ВОЛЬНАЯ ПТАШКА НАЧИНАЕТ ПЕТЬ ПОД ЧУЖУЮ ДУДКУ

- Madame la baronne von-Doring! - почтительно доложил графу его француз-камердинер.

Брат с сестрой многозначительно переглянулись.

- Легка на помине, - улыбнулся Каллаш.

- Если она - я по голосу узнаю, - прошептала Анна. - Остаться мне или уйти?

- Пока оставайся - сцена будет любопытная. Faites entrez!* - кивнул он лакею.

* Впустите! (фр.).

Через минуту послышались в смежной комнате быстрые, легкие шаги и свистящий шорох шелкового платья.

- Здравствуйте, граф!.. Я к вам на минуту... Нарочно поспешила заехать. Сама, сама заехала - оцените-ка это! Владиславу некогда, а дело экстренное, хотелось скорей уведомить!.. Ну-с, мы можем все себя поздравить: судьба и счастье решительно за нас! - скороговоркой пролепетала баронесса фон Деринг, быстро влетая в кабинет графа.

- В чем дело? Что за новости? - пошел ей навстречу хозяин.

- Вы знаете, у Шадурских нет более долга! Сыр этого покойного ростовщика - как его?.. Морденко, что ли, так, кажется? Помните, который тогда скупил все их векселя? Так вот его-то сын теперь возвратил княгине все документы, на сто двадцать пять тысяч. Она сама сказала об этом моему Владиславу. Кредит их снова поднялся, и, надеюсь, вы понимаете, что это для нас самая горячая минута. Боже сохрани упустить ее! Надо придумать план, как бы лучше воспользоваться.

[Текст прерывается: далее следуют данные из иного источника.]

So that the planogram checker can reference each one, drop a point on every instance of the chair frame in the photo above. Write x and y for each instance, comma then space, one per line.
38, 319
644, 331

Баронесса вдруг осеклась на половине фразы и сильно смутилась, заметив присутствие посторонней женщины.

- Виноват!.. Я не предупредил вас, - с легкой улыбкой, пожав плечами, поклонился граф Каллаш. - Княжна Анна Яковлевна Чечевинская, - отчетливо и внятно продолжал он, указывая рукою на безобразную Чуху. - Вы, баронесса, теперь, конечно, никак бы не узнали ее, не правда ли?

- Зато я сразу узнала Наташу, - не спуская с нее глаз, спокойно сказала Анна.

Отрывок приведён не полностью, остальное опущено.